Ragnarok Season 3 Wreeview (2023) – Netflix
I have always maintained that Ragnarok is the best modern retelling of the norse mythology. even though that particular moniker stays with it, this season wasn’t really it.
i mean yes, it is directly in line to the stories it was supposed to tell, but something is missing this season, and that is possibly the fact that there actually never were a real villain to fear in this season.
okay, first some context: giants live amongst humans and surprise surprise they also run the heavy industries that destroys nature. magne, who embodies thor in the body of a teenager. apparently gods are born as humans in this idyllic norse town, but giants control it and without weapons they are probably better fighters as well.

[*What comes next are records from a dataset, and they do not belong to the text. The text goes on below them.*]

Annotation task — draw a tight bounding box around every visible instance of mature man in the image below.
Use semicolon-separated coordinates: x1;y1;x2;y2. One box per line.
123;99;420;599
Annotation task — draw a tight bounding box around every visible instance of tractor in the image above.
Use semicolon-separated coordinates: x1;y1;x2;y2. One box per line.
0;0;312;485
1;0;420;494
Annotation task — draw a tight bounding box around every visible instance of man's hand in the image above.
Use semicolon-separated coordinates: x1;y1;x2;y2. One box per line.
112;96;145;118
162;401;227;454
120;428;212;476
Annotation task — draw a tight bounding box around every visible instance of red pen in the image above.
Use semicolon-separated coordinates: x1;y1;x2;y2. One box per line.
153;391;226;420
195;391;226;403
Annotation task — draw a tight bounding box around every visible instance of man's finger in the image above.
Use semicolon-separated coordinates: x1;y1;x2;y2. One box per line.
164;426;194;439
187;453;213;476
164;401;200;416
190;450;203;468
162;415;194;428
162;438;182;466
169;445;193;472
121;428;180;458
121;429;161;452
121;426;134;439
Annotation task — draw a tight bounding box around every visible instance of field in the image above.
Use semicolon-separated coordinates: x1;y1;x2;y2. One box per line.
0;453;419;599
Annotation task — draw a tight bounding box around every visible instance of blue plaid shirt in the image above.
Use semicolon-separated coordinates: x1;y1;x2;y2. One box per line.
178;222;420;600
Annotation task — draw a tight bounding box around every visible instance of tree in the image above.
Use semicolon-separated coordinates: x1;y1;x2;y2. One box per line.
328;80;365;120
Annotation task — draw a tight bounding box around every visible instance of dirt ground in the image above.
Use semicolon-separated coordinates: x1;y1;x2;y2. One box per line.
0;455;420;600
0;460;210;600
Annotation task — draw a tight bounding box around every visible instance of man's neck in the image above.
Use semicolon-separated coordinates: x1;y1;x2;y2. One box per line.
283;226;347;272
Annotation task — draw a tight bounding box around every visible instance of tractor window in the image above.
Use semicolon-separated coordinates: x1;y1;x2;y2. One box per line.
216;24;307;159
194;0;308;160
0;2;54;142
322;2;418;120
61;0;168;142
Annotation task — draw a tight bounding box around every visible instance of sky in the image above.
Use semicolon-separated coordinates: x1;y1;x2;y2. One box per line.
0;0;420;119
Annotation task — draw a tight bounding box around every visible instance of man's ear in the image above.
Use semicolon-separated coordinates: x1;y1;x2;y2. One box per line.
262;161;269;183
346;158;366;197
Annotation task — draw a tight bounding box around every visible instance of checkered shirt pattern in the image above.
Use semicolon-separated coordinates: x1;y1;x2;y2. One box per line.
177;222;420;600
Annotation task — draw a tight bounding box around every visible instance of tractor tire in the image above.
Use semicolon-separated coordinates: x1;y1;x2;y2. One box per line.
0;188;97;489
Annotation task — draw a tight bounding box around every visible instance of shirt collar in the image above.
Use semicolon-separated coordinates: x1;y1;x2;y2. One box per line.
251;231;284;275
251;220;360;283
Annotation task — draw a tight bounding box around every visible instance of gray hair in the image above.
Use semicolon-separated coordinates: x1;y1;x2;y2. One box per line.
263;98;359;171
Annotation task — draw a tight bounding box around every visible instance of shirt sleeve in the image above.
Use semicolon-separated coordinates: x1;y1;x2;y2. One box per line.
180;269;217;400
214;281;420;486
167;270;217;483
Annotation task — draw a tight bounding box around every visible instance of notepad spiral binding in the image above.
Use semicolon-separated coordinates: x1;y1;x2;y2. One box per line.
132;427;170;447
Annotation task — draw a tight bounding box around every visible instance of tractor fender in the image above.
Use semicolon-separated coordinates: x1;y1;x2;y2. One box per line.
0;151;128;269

hence the first two season was tight. it always felt like the giants, even though less in number always held more power with the money and brute strength. however thor gets his hammer made in season 2 end, and from there we will start.
we know that giants has lost a member so it’s technically 5-3 now. and the giants are scared of the hammer too much. and they can’t do anything at all. firstly, we all know what the hammer can do, but it never showed why is it so powerful that the giants are scared of it. anyway, that was probably never the intention either way.
i am just taken over by how much teenage life has to do with being the god of thunder. not just that, loki is also a teenager and half brother to thor, so that relationship also full of teen drama. the show makes it a point to showcase just how much thor is attached to his hammer, to the point he lets the hammer control him, even though it is the hammer that needs thor, and not the other way around. and i just think, doing it with a teenage coming of age lens has been pretty amazing to say the least.
this season gets more detailed about the lives of the gods and giants, and we generally stopped seeing the life around edda. but i can accept that, there wasn’t anything important there except the people, and we got a lot of those people.
it is quite weird that those people didn’t have much of a character arc. except for thor. and loki to some extents. the real transformation actually happens to Hodur.
i think the biggest part that this season tried to tell us is that, we are always scared of letting down our loved ones. but c’est la vie. that’s life. i personally think, that fear of letting your loved ones down or the fact that we have grief about missing them is the real proof that despite everything we loved them. and i also think it takes a real man to accept their own faults. it also takes a self aware man to understand the harm they have caused and how to not do this again or if possible correct the mistake already made. they put thor in this role, and especially the last episode is the creme de la creme of that.
in that regard, ragnarok keeps the story, as it should. i mean, is it a real story? or is it an active imagination? you’d need the last episode of season 3 of course, and in that regard this is kinda like tokyo ghoul, as in, the whole story makes sense at the end. i have certain issues with those kinda stories, as once you see it, it diminishes the mutiple watch potentials once the cards are shown. it can be done in smarter ways, but this wasn’t it.
i think cg also took a large hit. they didn’t really have to do a lot of cg before, but this time there is a mythological serpent that they needed to show a few times, and it looked absolutely awful. there wasn’t much other cg work, but some of the weapon throws were assisted and that could be visible. but that is more of compositing problem than bad cg, but all the same.
i enjoyed ragnarok. i think the first season was my favourite, but i would recommend you to the whole series. it’s 18 episodes and i doubt there will ever be another season as to me this was a perfect end, and unlike the last two seasons, this one didn’t end on a cliffhanger.
i’ll reiterate again: it is the best modern retelling of the mythology of ragnarok. ragnarok is the end of the world as we know it. i guess for a teenager that would be their school life.